I went back to examining the skull as well as the pictures that we had taken beforehand with the flesh still on it. The face had decayed. The features were relatively indistinguishable. There was a hole where the nose had been eaten away. The eyes had been missing. The eyelids had been missing. Scraps of flesh clung to the forehead, but not enough to show a bite mark. The lips and ears were gone. The teeth had begun to come out of the decaying gums, leaving only a handful on the top and bottom jaws.
I gave up on the pictures and went back to the skull. I didn’t know what I was looking for, anything that jumped out at me. My gaze wandered back up to the top of the skull, where the sutures had split. It revealed nothing more, keeping the secret of what had cracked it hidden. We needed an animal expert. We needed an odontologist. We needed DNA results. We needed bodies. Bodies yielded clues, but the skull only gave us tantalizing tidbits of information that may or may not help.
I left the room, stripping off my gown, mask, goggles, and gloves along the way. We needed a zoologist. We were in the right place. The University of Missouri had once been renowned for its School of Journalism, but in recent years, science had taken the spot of the best program, particularly biological sciences.

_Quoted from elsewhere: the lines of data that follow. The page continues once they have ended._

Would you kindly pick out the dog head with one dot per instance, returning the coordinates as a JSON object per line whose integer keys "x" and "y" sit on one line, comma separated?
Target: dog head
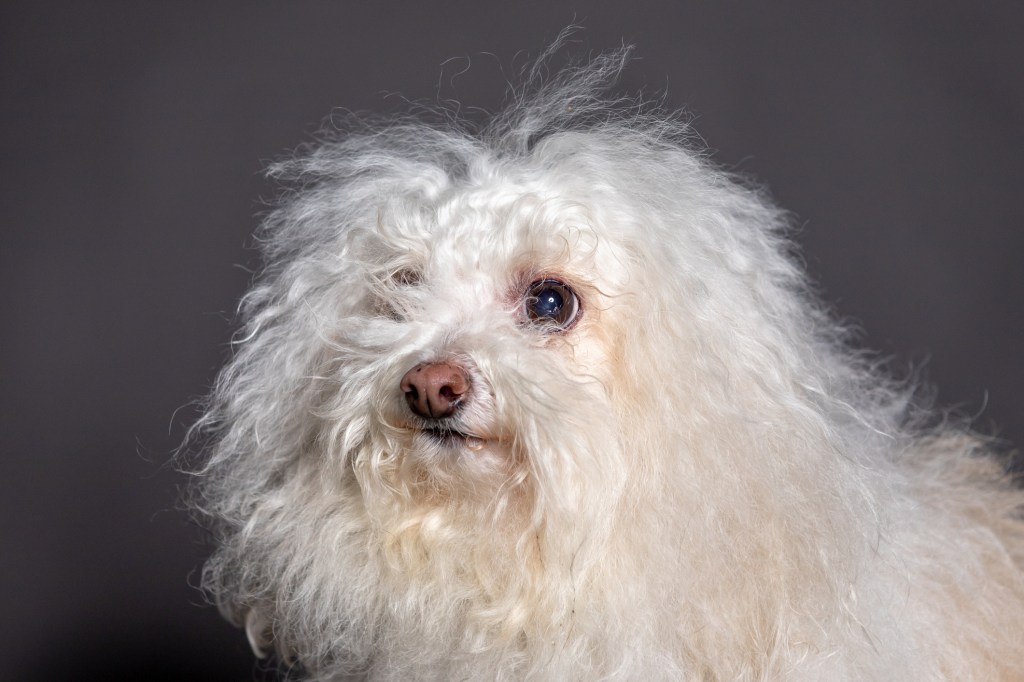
{"x": 486, "y": 374}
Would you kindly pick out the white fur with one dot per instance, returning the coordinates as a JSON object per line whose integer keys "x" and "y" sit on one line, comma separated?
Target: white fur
{"x": 699, "y": 480}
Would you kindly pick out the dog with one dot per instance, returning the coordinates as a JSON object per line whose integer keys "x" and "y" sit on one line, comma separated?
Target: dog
{"x": 550, "y": 398}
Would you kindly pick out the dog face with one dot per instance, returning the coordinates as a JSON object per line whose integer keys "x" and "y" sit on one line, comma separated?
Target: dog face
{"x": 486, "y": 391}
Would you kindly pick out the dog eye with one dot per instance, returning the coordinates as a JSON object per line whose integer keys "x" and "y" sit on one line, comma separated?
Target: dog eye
{"x": 407, "y": 276}
{"x": 551, "y": 304}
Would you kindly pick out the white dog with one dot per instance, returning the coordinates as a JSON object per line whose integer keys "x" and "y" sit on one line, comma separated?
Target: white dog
{"x": 550, "y": 400}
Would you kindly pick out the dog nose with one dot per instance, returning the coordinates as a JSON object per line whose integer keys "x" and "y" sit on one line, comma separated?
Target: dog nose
{"x": 434, "y": 390}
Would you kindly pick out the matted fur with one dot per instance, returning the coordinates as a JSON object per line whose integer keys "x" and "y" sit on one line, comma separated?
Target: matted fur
{"x": 698, "y": 480}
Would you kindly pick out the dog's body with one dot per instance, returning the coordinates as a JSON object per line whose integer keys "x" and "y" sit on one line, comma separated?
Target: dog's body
{"x": 552, "y": 401}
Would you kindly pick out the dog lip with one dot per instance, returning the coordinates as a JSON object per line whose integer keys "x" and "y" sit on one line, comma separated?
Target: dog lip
{"x": 453, "y": 436}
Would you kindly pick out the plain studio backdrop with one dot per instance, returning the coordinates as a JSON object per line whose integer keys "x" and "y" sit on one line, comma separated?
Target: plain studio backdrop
{"x": 133, "y": 138}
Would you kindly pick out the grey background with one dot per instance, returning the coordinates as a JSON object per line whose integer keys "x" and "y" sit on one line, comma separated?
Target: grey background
{"x": 131, "y": 141}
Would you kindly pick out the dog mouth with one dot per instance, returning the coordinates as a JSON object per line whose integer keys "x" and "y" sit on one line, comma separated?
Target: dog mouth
{"x": 452, "y": 437}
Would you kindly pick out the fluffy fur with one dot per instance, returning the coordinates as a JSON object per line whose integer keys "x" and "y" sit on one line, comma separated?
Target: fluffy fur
{"x": 697, "y": 480}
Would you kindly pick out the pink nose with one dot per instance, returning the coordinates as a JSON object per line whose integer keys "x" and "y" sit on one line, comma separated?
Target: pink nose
{"x": 434, "y": 390}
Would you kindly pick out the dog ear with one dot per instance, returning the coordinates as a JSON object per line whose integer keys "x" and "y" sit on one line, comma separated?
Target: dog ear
{"x": 259, "y": 632}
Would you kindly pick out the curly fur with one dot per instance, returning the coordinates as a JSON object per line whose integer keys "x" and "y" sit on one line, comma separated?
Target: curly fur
{"x": 699, "y": 480}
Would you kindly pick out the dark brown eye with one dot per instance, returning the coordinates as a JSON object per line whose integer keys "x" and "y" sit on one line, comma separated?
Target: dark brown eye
{"x": 407, "y": 276}
{"x": 551, "y": 304}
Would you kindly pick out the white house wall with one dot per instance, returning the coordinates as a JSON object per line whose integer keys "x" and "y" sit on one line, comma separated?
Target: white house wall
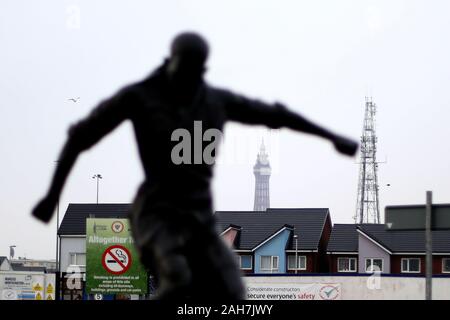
{"x": 71, "y": 245}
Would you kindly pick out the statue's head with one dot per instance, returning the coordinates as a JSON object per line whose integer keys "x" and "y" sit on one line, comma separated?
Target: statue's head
{"x": 188, "y": 55}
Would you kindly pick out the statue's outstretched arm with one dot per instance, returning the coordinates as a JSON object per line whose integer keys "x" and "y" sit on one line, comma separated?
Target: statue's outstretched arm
{"x": 84, "y": 134}
{"x": 249, "y": 111}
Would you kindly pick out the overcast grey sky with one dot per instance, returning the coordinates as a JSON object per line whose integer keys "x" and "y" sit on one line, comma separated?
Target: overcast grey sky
{"x": 319, "y": 57}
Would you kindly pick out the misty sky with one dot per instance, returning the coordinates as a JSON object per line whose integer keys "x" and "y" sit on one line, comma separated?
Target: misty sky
{"x": 321, "y": 58}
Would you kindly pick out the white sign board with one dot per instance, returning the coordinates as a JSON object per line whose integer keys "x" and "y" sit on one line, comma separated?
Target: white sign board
{"x": 26, "y": 286}
{"x": 293, "y": 291}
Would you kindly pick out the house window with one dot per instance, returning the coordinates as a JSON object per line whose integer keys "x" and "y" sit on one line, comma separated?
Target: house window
{"x": 446, "y": 265}
{"x": 301, "y": 263}
{"x": 269, "y": 263}
{"x": 411, "y": 265}
{"x": 374, "y": 265}
{"x": 245, "y": 262}
{"x": 77, "y": 259}
{"x": 346, "y": 264}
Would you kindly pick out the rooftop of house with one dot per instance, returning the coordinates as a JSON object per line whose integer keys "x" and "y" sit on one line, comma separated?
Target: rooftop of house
{"x": 344, "y": 238}
{"x": 257, "y": 226}
{"x": 254, "y": 226}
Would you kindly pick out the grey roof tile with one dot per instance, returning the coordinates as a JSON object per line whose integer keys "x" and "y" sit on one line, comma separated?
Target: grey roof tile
{"x": 258, "y": 226}
{"x": 344, "y": 238}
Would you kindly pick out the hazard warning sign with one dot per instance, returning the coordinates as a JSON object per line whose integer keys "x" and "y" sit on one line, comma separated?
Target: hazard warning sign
{"x": 116, "y": 259}
{"x": 112, "y": 261}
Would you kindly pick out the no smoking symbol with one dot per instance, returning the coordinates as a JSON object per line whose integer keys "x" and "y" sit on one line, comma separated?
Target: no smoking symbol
{"x": 116, "y": 259}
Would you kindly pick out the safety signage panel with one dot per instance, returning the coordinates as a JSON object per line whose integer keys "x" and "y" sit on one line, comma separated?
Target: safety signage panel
{"x": 112, "y": 263}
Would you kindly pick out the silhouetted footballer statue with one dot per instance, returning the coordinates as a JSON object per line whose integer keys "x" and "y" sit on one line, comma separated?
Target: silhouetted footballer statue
{"x": 172, "y": 215}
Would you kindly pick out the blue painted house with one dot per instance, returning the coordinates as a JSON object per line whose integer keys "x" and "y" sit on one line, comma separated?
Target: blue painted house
{"x": 277, "y": 240}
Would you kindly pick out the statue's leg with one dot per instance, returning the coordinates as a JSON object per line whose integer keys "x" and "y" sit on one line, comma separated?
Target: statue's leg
{"x": 166, "y": 255}
{"x": 216, "y": 275}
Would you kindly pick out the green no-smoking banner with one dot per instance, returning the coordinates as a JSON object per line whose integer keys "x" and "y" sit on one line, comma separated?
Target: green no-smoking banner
{"x": 112, "y": 263}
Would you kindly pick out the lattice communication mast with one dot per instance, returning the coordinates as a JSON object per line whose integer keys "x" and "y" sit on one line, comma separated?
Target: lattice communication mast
{"x": 368, "y": 206}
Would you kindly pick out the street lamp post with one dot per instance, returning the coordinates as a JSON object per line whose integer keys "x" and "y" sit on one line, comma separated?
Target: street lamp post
{"x": 296, "y": 252}
{"x": 97, "y": 176}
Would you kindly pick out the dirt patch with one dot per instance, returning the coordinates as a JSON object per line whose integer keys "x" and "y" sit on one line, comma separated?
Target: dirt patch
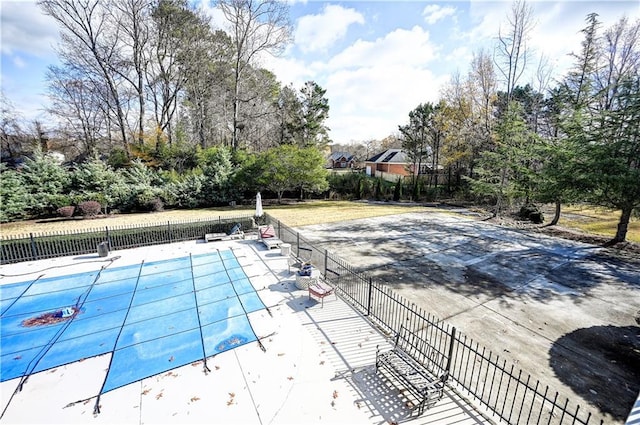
{"x": 618, "y": 347}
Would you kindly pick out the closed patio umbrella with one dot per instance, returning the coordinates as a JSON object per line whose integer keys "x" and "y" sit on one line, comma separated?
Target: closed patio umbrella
{"x": 259, "y": 211}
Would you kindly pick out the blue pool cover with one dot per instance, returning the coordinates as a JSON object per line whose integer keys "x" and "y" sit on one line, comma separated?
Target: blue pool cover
{"x": 152, "y": 317}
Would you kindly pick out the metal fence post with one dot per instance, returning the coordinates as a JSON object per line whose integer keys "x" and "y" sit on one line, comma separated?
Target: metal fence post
{"x": 34, "y": 250}
{"x": 108, "y": 236}
{"x": 453, "y": 338}
{"x": 326, "y": 254}
{"x": 370, "y": 295}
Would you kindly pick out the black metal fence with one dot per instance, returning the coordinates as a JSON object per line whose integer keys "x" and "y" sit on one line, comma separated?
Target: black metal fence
{"x": 41, "y": 246}
{"x": 510, "y": 394}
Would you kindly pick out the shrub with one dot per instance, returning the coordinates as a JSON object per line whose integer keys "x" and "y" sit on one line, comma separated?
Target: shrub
{"x": 155, "y": 205}
{"x": 532, "y": 213}
{"x": 89, "y": 208}
{"x": 66, "y": 211}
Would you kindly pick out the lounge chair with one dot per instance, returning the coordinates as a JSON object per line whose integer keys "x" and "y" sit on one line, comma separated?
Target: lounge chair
{"x": 320, "y": 290}
{"x": 233, "y": 233}
{"x": 267, "y": 235}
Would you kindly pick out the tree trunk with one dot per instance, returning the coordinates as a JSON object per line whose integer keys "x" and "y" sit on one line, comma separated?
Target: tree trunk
{"x": 623, "y": 224}
{"x": 556, "y": 216}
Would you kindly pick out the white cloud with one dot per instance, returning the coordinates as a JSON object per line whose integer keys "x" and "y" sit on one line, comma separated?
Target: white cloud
{"x": 27, "y": 30}
{"x": 399, "y": 47}
{"x": 319, "y": 32}
{"x": 18, "y": 62}
{"x": 434, "y": 13}
{"x": 370, "y": 102}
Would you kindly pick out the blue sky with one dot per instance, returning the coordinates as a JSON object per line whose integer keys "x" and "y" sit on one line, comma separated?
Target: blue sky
{"x": 377, "y": 59}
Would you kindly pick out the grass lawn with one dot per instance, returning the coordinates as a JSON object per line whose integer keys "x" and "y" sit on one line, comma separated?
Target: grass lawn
{"x": 598, "y": 221}
{"x": 586, "y": 219}
{"x": 298, "y": 214}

The chief medical examiner had a very nice office located on the same floor as the morgue. The walls were a light gray, the ceiling slightly darker with lots of dark walnut wood furniture. It didn’t have any chrome, silver, or stainless steel accents. All the accents were marigold yellow. I instantly disliked it. Yellow was my least favorite color. I abhorred it. It was irrational to abhor the color yellow, but I did.
“What can I help you with Dr. Cain?” The medical examiner asked as I walked into the office. The door had been open, so I’d rapped my knuckles against it as I entered.